白拍子(男装の舞姫)の祇王は清盛の寵愛をうけ、一家はたちまち富み栄えた。しかし三年が過ぎたころ、十六歳の若い白拍子の仏御前が清盛の屋敷、西八条邸を訪ねてくる。清盛ははじめ追い返すが、祇王のとりなしで歌を聴いてみることにした。
すると清盛は思いもよらずその歌や舞に心を奪われ、祇王を追い出し、仏を迎えることに。
祇王は「萌え出づるも枯るるも同じ野辺の草 いづれか秋にあはではつべき(草木が春に萌え出るのも(仏御前)、冬に枯れるのも(祇王)、もとは同じ道端の花。いずれも凋落の秋(飽き)にあうのが定めなのだ)」という歌を障子に書きつけて西八条邸を立ち去る。

その後祇王は、母親と妹とともにひっそりと暮らしていたが、清盛の使者を通じ、退屈しがちな仏御前を慰めるために屋敷に出向き、舞を舞うよう命じられる。
祇王は母親に説得されたこともあり、しぶしぶ屋敷に出向いた。屈辱に耐えながら、「仏も昔は凡夫なり 我らも終には仏なり いづれも仏性具せる身を へだつるのみこそかなしけれ(仏も昔は普通の人だった。私たちもしまいには仏となれるのだ。いずれも仏の本性を持つのに、それを分け隔てるのは悲しいことだ)」と泣く泣く歌った。
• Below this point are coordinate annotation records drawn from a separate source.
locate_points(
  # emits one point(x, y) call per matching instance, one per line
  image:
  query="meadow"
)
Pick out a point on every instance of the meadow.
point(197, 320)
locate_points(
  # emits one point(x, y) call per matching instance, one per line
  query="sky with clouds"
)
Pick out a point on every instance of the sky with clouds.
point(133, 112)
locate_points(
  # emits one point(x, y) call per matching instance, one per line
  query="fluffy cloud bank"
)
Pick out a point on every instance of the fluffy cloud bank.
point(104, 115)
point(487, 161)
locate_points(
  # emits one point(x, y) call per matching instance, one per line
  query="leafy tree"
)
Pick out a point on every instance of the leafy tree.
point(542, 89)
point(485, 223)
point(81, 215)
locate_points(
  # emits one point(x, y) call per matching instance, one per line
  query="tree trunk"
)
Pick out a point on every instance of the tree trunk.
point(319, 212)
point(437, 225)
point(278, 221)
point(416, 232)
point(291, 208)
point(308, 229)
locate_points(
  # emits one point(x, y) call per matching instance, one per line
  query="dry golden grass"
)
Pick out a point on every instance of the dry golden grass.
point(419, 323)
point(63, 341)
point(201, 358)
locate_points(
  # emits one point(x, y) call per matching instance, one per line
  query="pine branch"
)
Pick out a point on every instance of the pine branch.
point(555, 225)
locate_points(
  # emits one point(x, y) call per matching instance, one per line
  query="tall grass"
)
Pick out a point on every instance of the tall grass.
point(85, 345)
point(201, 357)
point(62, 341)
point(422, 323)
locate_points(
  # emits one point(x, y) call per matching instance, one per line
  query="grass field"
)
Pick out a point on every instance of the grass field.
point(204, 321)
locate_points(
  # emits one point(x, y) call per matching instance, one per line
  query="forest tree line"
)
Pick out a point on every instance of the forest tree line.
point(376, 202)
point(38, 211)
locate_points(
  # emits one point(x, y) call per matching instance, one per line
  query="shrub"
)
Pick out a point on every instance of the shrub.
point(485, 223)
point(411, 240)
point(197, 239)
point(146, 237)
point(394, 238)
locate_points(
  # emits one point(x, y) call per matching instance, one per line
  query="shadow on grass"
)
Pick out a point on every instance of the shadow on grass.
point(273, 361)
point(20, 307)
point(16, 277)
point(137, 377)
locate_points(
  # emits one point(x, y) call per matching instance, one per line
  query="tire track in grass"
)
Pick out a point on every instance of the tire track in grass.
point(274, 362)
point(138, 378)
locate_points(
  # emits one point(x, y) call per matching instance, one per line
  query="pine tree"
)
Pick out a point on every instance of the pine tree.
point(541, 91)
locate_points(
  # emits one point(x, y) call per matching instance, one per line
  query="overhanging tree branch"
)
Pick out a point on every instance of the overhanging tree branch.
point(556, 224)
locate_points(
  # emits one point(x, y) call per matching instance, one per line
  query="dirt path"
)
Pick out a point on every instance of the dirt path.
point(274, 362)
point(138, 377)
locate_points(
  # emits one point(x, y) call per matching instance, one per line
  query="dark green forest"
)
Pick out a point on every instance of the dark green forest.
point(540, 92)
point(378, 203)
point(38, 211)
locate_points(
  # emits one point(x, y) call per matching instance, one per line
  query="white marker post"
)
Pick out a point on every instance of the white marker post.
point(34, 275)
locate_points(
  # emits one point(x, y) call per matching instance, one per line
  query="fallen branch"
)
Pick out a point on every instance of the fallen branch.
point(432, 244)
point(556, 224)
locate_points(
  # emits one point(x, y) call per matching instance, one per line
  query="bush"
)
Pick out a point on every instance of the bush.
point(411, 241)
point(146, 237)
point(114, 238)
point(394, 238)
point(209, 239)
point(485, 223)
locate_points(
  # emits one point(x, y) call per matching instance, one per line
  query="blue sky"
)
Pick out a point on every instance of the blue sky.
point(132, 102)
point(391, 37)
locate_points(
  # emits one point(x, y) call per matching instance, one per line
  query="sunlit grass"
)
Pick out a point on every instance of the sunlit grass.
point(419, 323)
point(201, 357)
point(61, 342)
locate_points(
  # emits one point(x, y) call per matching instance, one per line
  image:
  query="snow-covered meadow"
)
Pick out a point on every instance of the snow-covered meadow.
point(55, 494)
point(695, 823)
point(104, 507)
この屈辱に絶望した祇王は自害したいと言い出すが、母のとぢにいさめられ、二十一歳の若さで出家を決意。十九歳の妹と四十五歳の母もともに出家して嵯峨の奥の山里に庵を造り、念仏を唱えて暮らしていた。
春が過ぎ、夏が過ぎた秋の日のある晩、その庵の戸を叩く者がいた。開けてみるとそれは仏御前だった。仏御前は涙をおさえて、自分をとりなしてくれた祇王を貶めてしまったこと、 自分もいつか同じ道をたどるだろうと悟ったことなどを語り、かぶっていた衣を払いのけると、仏御前は頭を丸めていた。
祇王は仏御前を許し、四人は極楽往生を願ってひたすら念仏をとなえ、やがて往生した。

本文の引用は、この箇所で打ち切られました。